俺を呼ぶ弟の声は走馬灯ではなく、現実なのだと俺の持つ聴覚がそれを教えてくれた。


俺は俺の隣に横たわる遺体を見て驚愕する。

崩壊した家屋の瓦礫の上に血塗れの母と父が横たわり、動かなくなっていたのだ。



どうして、父と母が死んで俺は生きている。

どうして?!何故だ?!

それに俺は上限回数を全て消失させて、極大魔法を放ち、身体は消滅したはず。


あの時のことは今でも鮮明に思い出せる。

今から数分前くらいの話だと身体が、脳が感じているからだ。

それは思い込みなのか?俺は死んでいなかった?


様々な疑問が増え、俺の思考回路がショートしそうになる。

目を瞑り、首を横に振って考えるのをやめた。今どれだけ考えても何も分からない。


俺に出来るのは、この場から虎徹を逃がすこと。

アビスが何体も蔓延る場所を抜け出さなければならない。そうしなければ、未来はない。



「父さんと母さんが……」


「……虎徹、逃げるぞ。父さんと母さんは俺が守れなかったんだ……でも、お前だけは守ってみせる!! 」


強い覚悟を自分の信念に叩き込んだ。

虎徹だけは絶対に守ってみせる。

救えなかった父と母の分までお前には生きてもらいたい。俺はそう願った。



「……絶対に(はぐ)れるな!まずこの場所から出るぞ!! 」


「……うん。 」


虎徹の手を引いて、俺は崩壊した家を飛び出した。家を飛び出した直後、家の近くにいた大型アビスによって家屋が叩き潰される音が聞こえた。


だが、振り向いてる暇はない。



「……なっ!? 」


すると、目の前に大型のアビスが立ち塞がった。一体だけではない。合計で三体だ。



「マダ、リカイシテナイヨウダナ、コイツ? 」

「ソウダソウダ、ジブンハシンダコトニナ」

「オマエ、ソノガキヲワタセ! 」


なぜ、アビスの言葉が理解出来たのか俺には分からなかった。それでも彼らが言っていることは、間違いなく俺宛なのだと理解した。


俺は死んだ?

もし、そうなのだとしたら今考えている胸のつっかえるような気持ちに説明がつく。


でも、生身の体はあって、人間だ。

それに何故このアビス達は俺と話が出来る?

意味が分からなかった。

それでも話せるなら、交渉してみる価値はあるかもしれない。



「頼む!俺の弟だけでも逃がしてくれ!俺はどうなっても構わない!! 」


俺は必死に懇願した。



「……ソレハ、フカノウダ!! 」

「オマエ、ジカクシロヨ! 」

「バカニツキアッテラレナイ!! 」


三体のアビスは戦闘態勢に入った。

最早、無謀でもやるしかないようだ。


「虎徹、俺もすぐ後を追うから逃げろ! 」


「で、でも、兄ちゃん!! 」


虎徹は勝てっこないって目で訴えてきた。

分かっている、俺も勝てるとは思ってないさ。

でも、死んだはずの俺にもう一度のチャンスがあるなら、お前を守るために使いたい!



「後ろを振り返るな!虎徹!逃げろ!! 」


「絶対約束だからね!待ってるから! 」


虎徹の言葉に返事はしなかった。

俺が帰れる保証はないからだ。

もう二度と会えないかもしれない。



「……三体纏めて相手してやる!! 」


掌に込めた魔力を一瞬で槍の姿へ具現化させると、背中の後ろで独楽のように回転させる。集中力も万全。

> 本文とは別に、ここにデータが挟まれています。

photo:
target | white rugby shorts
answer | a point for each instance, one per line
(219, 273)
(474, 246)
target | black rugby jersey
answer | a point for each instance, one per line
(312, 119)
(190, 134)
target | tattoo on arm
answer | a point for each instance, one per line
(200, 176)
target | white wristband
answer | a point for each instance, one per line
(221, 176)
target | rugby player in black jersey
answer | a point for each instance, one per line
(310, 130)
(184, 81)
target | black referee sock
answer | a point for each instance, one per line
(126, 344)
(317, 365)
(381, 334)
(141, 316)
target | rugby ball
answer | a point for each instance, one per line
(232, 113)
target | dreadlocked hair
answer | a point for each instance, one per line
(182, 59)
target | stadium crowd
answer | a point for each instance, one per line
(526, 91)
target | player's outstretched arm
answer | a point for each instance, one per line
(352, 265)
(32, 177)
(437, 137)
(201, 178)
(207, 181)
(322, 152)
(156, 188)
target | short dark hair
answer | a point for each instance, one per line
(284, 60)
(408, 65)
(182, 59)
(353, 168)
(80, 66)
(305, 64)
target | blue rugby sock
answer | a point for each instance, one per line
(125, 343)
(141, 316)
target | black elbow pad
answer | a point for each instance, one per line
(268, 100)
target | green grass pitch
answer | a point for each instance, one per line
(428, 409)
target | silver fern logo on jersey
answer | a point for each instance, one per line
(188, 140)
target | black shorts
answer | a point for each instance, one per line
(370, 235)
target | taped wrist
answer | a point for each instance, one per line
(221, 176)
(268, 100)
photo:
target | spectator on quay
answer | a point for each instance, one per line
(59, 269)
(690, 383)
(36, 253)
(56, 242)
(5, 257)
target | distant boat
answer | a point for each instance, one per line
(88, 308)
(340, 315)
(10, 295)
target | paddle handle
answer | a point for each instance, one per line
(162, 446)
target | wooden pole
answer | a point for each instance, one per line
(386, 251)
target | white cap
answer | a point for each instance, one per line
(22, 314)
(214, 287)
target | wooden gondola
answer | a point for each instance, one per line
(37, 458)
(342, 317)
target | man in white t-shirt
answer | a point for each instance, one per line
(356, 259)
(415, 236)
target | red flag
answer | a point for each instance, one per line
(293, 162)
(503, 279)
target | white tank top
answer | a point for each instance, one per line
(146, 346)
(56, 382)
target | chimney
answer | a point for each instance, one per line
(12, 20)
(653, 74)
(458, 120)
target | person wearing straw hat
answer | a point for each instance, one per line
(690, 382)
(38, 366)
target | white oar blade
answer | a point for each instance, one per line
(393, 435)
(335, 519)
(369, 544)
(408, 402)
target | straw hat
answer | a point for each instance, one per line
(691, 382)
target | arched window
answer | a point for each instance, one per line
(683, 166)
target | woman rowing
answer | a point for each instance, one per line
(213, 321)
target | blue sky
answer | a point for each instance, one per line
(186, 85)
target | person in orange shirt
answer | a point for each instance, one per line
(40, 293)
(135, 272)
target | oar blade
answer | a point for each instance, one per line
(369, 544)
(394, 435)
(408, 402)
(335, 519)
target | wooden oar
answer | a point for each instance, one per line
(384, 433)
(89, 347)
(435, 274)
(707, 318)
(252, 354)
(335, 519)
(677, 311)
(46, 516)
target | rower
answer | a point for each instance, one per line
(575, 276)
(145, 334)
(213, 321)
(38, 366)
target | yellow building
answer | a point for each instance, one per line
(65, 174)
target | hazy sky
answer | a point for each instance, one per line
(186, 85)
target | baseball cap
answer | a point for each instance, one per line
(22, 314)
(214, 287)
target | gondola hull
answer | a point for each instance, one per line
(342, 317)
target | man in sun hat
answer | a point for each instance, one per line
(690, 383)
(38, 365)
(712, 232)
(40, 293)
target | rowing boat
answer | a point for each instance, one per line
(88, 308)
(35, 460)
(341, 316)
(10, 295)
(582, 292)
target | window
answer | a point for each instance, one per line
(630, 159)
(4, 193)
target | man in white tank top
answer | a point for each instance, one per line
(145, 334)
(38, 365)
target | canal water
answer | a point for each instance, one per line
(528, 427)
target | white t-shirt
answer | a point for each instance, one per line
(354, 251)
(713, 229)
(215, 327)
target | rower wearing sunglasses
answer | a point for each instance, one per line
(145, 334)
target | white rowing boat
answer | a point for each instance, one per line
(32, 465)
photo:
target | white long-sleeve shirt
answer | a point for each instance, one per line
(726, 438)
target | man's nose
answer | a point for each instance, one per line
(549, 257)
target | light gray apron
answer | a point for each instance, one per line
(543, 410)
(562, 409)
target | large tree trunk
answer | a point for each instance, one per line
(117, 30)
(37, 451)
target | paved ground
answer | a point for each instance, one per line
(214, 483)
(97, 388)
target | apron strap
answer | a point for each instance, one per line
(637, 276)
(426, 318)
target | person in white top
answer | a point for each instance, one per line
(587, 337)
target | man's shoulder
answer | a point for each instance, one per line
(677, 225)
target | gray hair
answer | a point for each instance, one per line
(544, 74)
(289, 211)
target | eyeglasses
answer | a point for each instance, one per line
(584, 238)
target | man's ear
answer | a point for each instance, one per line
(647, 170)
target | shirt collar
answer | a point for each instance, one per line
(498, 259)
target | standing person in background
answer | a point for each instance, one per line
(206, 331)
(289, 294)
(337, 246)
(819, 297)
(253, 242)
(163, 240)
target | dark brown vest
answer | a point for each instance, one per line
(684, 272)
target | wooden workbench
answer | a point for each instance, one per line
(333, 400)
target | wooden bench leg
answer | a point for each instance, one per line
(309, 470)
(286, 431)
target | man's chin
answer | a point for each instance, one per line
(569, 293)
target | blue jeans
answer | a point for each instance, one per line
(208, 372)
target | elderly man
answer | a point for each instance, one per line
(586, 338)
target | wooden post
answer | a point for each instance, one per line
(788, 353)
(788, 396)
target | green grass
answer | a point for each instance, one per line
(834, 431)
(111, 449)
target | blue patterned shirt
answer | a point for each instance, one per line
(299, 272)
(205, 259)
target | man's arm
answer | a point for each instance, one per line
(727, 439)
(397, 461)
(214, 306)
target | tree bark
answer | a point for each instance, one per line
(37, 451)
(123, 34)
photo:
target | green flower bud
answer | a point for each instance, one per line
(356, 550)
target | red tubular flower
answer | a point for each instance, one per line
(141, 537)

ーーだが、アビスは俺を攻撃しようとしなかった。寧ろ、呆れたように溜息を吐いた。


すると、白い煙幕が周囲を立ち込めた。

周囲が全く見えない状態になり、俺はキョロキョロと警戒を怠らずに佇む。



「……家族を守ったつもりかィ?(あん)ちゃん。 」

「全く、成り立ての方はなかなか気づかないものですね〜」

「それは誰でも一緒ッスよ!だから、俺らが教えてあげないとなんス! 」


白い煙幕が消えると、三体のアビスの姿はどこにも無かった。

ただ、代わりとして三人の男が立っていた。



「……君達は? 」


先程までの大型アビスがどこに行ったのか、最早、訳がわからなかった。



「お兄さん、弟さんを守れたとでも思ってるんスか? 」


金髪の少年は調子に乗った様子で俺へ問いかける。

見た目だけで言えば、中学生くらいか?

大人ではなさそうだ。



「虎徹はああ見えて強い奴だ!アビス如きに屈する奴じゃない! 」


「ぷっ……く、はははははははは!! 」


少年は俺の真面目な回答に腹を抱えて、笑い始めた。



「チョー、ウケる!何こいつ、はははははははははは!! 」


「アルバ、その辺にしとけ!あまり時間がねェ! 」


見るからに強そうな強面の男は、笑いが止まらない金髪の少年の頭を引っ叩いて、真面目な顔を俺へ向けた。



「お前、上限回数を全て使ったか? 」


「えっ?あぁ、使ったよ。それが何だ? 」


俺は真面目に回答した。

でも、この男は何故そのことを知っているのだろう。様々な疑問でいっぱいだった。


だが、この男の次の一言で俺は運命を知ることになる。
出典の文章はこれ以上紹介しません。